Acaba de ser aprovado um projeto de lei na Câmara Municipal de São Paulo que concede, por até 30 anos prorrogáveis, terrenos públicos  da cidade para a criação de edifícios-garagem por empresas privadas. As áreas devem ser licitadas e as empresas que ganharem poderão construir e explorar comercialmente as garagens, além de usar as áreas para outras finalidades comerciais. O projeto está nas mãos do prefeito Haddad para sanção ou veto.

A argumentação que justifica o projeto fala do Plano Diretor da cidade, que indica a prioridade para o transporte coletivo e, portanto, a existência dos estacionamentos junto a grandes terminais ferroviários, de metrô ou ônibus representaria um “represamento” dos carros nos terminais. O raciocínio é que os usuários deixariam seus carros estacionados ali e seguiriam viagem de transporte coletivo. Certo?

Não! Do jeito que foi aprovado o projeto de lei mais estimula do que restringe o uso do automóvel na cidade. Em primeiro lugar, não há no projeto qualquer menção aos locais onde estes estacionamentos podem ou devem ser implantados. Resultado: eles poderão existir em qualquer lugar, sem ligação direta com um projeto mais articulado de circulação e transporte….

Além disso, vamos lembrar que, depois de muitas discussões, o Plano Diretor aprovou que nos chamados “Eixos de Transformação”, ao longo dos principais corredores de ônibus e em volta das estações de trem e metrô, os edifícios residenciais e mistos que forem construídos só poderão ter uma vaga de garagem por apartamento. Esta medida,  entre outras, teve como objetivo associar  a verticalização das áreas próximas aos eixos de transporte coletivo à presença de usuários destes mesmos meios, desestimulando, pelo menos ali,  a presença de automóveis. Ora, esse projeto de lei “compensa” esta restrição, ao permitir que ao longo destes mesmos eixos sejam construídos edifícios-garagem, subvertendo a ideia de restrição da presença e uso do automóvel por moradores – e frequentadores – destes locais.

Podemos questionar ainda um dos elementos centrais da lei aprovada na Câmara : o uso de terrenos públicos para esta finalidade. Ora, frequentemente ouvimos as queixas da prefeitura quanto a inexistência de terrenos públicos para a construção de creches ou moradias, além de outras demandas dos cidadãos como parques, praças e outros equipamentos. Então, não temos áreas de propriedade da prefeitura para implementar projetos – para os quais inclusive existem os recursos e  obtenção de terrenos é o que tem emperrado sua realização – e vamos usar os terrenos que temos para fazer edifícios-garagem?

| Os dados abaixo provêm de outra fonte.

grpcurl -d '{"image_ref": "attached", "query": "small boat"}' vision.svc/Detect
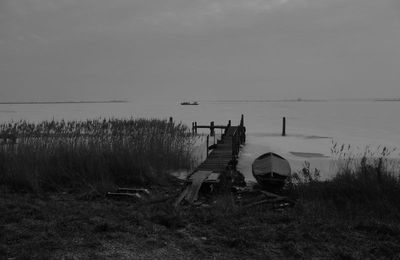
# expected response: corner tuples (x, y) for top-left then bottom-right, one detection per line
(252, 152), (291, 189)
(181, 101), (199, 106)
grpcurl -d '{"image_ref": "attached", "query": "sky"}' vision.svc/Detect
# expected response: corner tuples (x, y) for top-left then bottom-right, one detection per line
(0, 0), (400, 102)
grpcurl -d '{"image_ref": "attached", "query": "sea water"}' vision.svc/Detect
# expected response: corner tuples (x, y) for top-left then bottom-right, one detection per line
(0, 100), (400, 179)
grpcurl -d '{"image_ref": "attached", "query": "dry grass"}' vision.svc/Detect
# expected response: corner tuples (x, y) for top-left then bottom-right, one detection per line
(0, 119), (194, 192)
(290, 145), (400, 221)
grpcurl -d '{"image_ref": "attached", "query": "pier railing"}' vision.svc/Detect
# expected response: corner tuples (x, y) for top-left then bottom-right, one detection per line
(192, 115), (246, 170)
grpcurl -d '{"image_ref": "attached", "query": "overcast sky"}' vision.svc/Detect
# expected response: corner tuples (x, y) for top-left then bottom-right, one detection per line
(0, 0), (400, 101)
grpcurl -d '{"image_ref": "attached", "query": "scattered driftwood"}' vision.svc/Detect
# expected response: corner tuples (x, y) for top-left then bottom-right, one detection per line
(237, 189), (294, 209)
(106, 188), (150, 200)
(117, 188), (150, 195)
(106, 192), (142, 199)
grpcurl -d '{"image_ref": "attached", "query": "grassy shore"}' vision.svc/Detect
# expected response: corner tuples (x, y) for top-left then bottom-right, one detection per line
(0, 120), (400, 259)
(0, 119), (194, 192)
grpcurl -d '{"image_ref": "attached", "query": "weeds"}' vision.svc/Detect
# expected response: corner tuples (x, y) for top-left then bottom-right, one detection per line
(0, 119), (194, 192)
(289, 144), (400, 220)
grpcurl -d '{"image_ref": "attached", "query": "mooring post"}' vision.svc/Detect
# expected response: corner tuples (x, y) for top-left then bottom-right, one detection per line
(210, 121), (215, 136)
(206, 135), (210, 158)
(282, 117), (286, 136)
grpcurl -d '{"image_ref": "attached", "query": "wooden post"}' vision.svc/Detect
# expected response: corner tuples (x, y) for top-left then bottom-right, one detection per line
(206, 135), (210, 158)
(282, 117), (286, 136)
(210, 121), (215, 136)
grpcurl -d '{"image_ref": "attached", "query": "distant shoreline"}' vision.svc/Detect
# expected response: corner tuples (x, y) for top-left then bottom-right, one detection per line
(0, 100), (129, 105)
(208, 98), (400, 103)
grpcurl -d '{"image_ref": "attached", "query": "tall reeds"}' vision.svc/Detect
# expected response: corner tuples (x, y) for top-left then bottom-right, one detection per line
(291, 144), (400, 219)
(0, 118), (194, 191)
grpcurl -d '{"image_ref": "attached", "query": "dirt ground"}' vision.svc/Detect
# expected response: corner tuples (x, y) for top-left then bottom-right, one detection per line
(0, 186), (400, 259)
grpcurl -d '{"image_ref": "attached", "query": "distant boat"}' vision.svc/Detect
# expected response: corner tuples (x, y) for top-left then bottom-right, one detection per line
(181, 101), (199, 106)
(252, 152), (291, 189)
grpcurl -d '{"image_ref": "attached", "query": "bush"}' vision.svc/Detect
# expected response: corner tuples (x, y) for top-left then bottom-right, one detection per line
(289, 146), (400, 219)
(0, 119), (194, 191)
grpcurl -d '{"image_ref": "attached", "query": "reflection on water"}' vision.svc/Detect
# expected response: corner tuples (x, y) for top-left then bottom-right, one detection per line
(0, 100), (400, 178)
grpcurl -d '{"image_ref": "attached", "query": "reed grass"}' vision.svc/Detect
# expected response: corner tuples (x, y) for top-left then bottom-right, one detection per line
(0, 118), (194, 191)
(289, 144), (400, 220)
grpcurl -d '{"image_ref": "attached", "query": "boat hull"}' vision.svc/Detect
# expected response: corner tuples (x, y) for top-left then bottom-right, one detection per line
(252, 153), (291, 190)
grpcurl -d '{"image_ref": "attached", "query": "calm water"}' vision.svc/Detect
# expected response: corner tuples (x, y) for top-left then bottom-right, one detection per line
(0, 101), (400, 179)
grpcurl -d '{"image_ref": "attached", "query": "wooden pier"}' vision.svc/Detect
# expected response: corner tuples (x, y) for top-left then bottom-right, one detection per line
(176, 115), (246, 206)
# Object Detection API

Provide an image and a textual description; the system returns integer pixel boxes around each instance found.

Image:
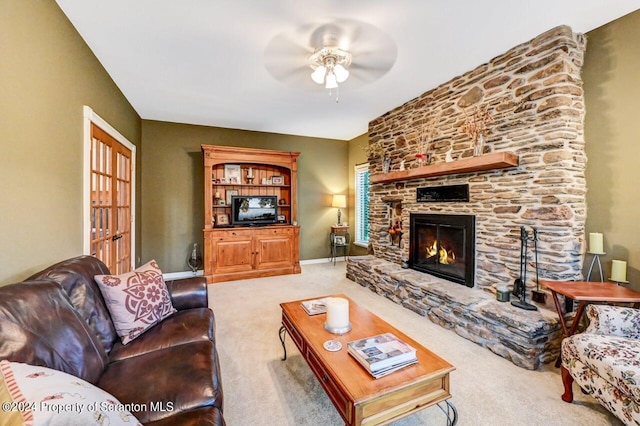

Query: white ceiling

[56,0,640,140]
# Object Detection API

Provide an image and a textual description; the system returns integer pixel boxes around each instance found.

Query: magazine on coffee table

[347,333,418,377]
[301,298,327,315]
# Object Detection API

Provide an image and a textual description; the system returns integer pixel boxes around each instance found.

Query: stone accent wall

[369,26,587,292]
[347,256,563,370]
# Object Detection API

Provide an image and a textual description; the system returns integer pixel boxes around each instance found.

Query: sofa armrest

[585,305,640,339]
[166,277,209,311]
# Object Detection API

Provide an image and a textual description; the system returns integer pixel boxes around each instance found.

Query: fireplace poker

[513,226,527,297]
[511,226,538,311]
[531,228,547,303]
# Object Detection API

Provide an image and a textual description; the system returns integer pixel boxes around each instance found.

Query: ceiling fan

[264,19,397,98]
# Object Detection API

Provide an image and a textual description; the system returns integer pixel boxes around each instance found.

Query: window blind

[354,163,369,247]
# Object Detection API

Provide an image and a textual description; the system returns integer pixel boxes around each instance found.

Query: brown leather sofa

[0,256,225,426]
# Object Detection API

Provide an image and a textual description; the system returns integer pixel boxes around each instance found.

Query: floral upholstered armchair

[561,305,640,424]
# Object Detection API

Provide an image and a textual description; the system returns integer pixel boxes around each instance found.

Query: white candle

[589,232,604,254]
[611,260,627,283]
[327,297,349,328]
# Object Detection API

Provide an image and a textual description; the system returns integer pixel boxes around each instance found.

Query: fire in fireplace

[409,213,476,287]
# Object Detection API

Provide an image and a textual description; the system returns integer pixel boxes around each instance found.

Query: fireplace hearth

[409,213,475,287]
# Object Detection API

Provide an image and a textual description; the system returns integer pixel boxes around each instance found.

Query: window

Isto tem algum sentido?

Edifícios-garagem podem ser feitos na cidade, de acordo com a legislação. A proposta de  zoneamento que está tramitando na Câmara Municipal inclusive incentiva sua construção – por privados em terrenos de sua propriedade – em determinados perímetros específicos da cidade. Portanto a iniciativa privada pode construir, e, de acordo com a proposta de  zoneamento, se for aprovada,  ser estimulada a fazê-lo em locais estratégicos, previamente definidos no planejamento da cidade. Qual é a necessidade, portanto de usar terrenos públicos para esta finalidade?

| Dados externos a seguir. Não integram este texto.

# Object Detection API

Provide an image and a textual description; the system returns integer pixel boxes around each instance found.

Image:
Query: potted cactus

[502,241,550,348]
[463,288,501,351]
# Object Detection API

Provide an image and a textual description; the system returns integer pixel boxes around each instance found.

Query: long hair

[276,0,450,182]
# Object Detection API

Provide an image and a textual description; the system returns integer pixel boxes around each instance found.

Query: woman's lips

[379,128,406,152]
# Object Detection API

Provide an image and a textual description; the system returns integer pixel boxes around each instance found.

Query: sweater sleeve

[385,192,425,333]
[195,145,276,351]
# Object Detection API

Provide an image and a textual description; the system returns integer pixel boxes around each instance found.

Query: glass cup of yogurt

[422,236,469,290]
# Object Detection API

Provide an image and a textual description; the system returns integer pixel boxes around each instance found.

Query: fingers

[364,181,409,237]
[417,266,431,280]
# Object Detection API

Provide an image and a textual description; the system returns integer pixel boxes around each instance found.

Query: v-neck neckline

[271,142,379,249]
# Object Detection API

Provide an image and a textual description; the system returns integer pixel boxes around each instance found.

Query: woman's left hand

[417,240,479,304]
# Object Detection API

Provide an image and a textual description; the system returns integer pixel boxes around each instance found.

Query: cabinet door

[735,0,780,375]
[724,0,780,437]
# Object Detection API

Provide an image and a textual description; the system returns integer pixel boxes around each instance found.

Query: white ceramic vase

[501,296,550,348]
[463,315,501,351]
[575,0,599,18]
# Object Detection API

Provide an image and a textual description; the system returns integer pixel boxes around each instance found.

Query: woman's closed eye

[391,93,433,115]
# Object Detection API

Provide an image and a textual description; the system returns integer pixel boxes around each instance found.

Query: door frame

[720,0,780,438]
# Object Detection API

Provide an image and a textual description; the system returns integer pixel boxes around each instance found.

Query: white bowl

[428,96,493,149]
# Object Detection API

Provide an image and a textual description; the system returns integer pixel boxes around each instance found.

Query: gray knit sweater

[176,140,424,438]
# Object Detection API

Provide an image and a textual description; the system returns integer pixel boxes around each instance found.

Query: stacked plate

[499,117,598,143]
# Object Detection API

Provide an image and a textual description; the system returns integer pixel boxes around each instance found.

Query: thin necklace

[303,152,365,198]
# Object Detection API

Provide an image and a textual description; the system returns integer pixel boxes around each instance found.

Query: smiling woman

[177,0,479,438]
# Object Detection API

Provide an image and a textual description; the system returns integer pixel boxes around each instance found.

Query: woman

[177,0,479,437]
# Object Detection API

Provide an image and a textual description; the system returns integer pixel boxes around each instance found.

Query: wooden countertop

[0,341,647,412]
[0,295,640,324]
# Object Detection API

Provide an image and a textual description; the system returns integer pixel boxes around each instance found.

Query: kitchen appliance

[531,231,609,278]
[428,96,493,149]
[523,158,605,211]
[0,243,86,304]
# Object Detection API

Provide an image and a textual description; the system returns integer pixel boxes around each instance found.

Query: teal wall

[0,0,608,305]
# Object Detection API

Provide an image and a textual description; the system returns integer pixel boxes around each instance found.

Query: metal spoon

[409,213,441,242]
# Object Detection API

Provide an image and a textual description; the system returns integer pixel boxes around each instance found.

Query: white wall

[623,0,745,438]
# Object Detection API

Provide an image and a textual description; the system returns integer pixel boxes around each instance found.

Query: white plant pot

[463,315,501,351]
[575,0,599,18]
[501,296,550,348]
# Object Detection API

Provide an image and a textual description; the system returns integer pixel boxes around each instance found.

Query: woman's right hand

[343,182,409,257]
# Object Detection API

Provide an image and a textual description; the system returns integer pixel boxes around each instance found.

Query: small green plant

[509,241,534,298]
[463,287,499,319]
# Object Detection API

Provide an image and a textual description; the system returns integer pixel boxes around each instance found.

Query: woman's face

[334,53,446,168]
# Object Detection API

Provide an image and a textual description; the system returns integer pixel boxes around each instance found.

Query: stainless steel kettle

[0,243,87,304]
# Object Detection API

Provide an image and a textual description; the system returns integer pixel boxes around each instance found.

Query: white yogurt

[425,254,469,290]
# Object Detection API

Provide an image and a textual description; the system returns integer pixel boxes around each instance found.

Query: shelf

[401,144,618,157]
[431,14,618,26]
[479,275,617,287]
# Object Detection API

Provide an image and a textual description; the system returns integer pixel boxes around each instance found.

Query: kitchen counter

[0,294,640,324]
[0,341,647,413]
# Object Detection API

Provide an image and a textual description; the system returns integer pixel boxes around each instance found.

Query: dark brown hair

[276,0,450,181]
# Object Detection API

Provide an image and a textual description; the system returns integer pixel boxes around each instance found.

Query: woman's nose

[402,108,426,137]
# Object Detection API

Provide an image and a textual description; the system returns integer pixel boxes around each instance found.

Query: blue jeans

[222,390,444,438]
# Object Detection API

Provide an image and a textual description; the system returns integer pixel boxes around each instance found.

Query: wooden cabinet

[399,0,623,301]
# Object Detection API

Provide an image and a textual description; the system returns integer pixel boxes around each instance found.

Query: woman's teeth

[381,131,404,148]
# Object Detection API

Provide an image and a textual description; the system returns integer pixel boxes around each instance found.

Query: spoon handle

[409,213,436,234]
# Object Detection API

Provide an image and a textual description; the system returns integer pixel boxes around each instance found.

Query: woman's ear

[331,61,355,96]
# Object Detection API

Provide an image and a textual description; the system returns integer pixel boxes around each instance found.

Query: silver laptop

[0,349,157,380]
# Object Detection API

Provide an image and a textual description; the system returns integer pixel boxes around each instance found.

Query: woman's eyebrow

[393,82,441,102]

O projeto de lei aprovado ainda tem alguns pontos bem obscuros – do tipo um parágrafo que diz que os terrenos “podem estar no máximo reunidos nos perímetros dos lotes da concessão do Sistema Estrutural de Transporte de Passageiros”. Ora, isto quer dizer que , agora que a prefeitura fará uma nova licitação do sistema de ônibus – inclusive dos terrenos públicos que hoje estão sendo utilizados como garagens pelas empresas que prestam o serviço – poderá incluir no pacote da concessionária a construção de, por exemplo, shopping centers a serem explorados por esta ou suas contratadas nestes terrenos? É isto que podemos interpretar, já que o PL permite que os edifícios garagem possam também ser explorados comercialmente com outras finalidades….

Enfim, por todas estas razões, me parece que o melhor que o prefeito tem a fazer neste momento é vetar este projeto!